With a comet coming to destroy the earth, Denise and her mother and sister need to get to a shelter to survive the impact. Except Iris, her sister, is missing, and her mother is still struggling with drugs, making things so much harder for her. While running late, Denise and her mother stumble upon the opportunity to join a Generation ship, they must prove that their worth it to take along.
Why this book?: The main character is autistic and it’s also #OwnVoices! Also, I’m in a huge sci-fi/dystopia mood.
Shaky and slow
While the first few chapters of On the Edge of Gone were enough to catch my interest, I noticed straight away that there were some obvious flaws. I found the pacing to be jerky, and I wasn’t fully aware of what the story was supposed to be about most of the time. Multiple times the plot changed course, and it almost felt like it was being lengthened out for length’s sake.
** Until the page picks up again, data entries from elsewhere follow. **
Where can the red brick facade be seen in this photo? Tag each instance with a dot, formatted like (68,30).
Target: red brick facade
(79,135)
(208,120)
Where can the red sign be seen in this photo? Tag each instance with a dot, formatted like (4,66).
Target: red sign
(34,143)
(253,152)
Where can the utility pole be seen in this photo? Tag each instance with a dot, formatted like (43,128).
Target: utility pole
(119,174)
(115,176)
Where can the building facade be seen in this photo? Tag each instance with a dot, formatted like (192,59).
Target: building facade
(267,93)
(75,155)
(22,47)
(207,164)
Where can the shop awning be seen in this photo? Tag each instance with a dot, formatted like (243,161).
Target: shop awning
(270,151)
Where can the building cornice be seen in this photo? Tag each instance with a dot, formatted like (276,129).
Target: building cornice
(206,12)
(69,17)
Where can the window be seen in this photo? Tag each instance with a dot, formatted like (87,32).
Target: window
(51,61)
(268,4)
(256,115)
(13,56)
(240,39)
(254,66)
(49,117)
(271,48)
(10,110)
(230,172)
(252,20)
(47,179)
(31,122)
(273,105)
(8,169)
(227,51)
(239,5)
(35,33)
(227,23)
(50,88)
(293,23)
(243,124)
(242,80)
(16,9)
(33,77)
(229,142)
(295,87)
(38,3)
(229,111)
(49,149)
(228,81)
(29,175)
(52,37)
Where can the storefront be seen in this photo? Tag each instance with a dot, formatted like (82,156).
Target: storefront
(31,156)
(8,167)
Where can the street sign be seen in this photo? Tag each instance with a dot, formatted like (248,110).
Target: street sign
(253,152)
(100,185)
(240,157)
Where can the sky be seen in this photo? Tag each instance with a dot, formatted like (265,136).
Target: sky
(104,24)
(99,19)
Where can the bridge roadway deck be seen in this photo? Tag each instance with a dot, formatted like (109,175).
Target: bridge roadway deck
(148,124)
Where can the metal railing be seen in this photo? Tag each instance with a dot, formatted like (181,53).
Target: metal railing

The pacing was also horribly slow. With Denise going from one task to another, it was hard to focus on the story and the plot that was supposed to be unfolding. While Denise herself was an enjoyable character, I found other characters to not be developed as well. Max wasn’t developed past the basic ideas of his character, and I felt that he had little purpose until the ending, which came completely out of nowhere.
I will forever love the depiction of autism in this novel. While I have no experience with autism myself, I do know that the author herself has autism, making this an #OwnVoices book. Not only did Denise have autism, but she was also a biracial, Dutch girl. Her sister, Iris, is transgender, and she also meets Muslim characters. Samira, one of the Muslim character, specifically stood out to me because she wore a hijab.
A lot of love went into this novel, ultimately for the diversity and honesty that Duyvis included. The focus on diversity may have been her downfall though, because there was obvious lack of plotting that made this novel hard to get through.
Final Rating: ★★★☆☆
I greatly enjoyed the diversity that Duyvis included, but the plotting and pacing errors made it hard to read, and it took a long while to get through. Only a few of the characters seemed fully developed, so it made it hard to connect with a few, even when faced with possible deaths.
Would I Recommend?
On the Edge of Gone has such an honest depiction of autism that I can’t not recommend it. However, the novel length and the pacing made it hard, so either be aware of that, or go into it not expecting it to follow the synopsis.
Published: March 8th, 2016
Publisher: Amulet Books
Page Count: 456
Genre: YA/Science Fiction/Dystopia
Synopsis: via Goodreads
January 29, 2035.
That’s the day the comet is scheduled to hit—the big one. Denise and her mother and sister, Iris, have been assigned to a temporary shelter near their hometown of Amsterdam to wait out the blast, but Iris is nowhere to be found, and at the rate Denise’s drug-addicted mother is going, they’ll never reach the shelter in time.
Then a last-minute encounter leads them to something better than a temporary shelter: a generation ship that’s scheduled to leave Earth behind and colonize new worlds after the comet hits. But each passenger must have a practical skill to contribute. Denise is autistic and fears that she’ll never be allowed to stay. Can she obtain a spot before the ship takes flight? What about her mother and sister?
When the future of the human race is at stake, whose lives matter most?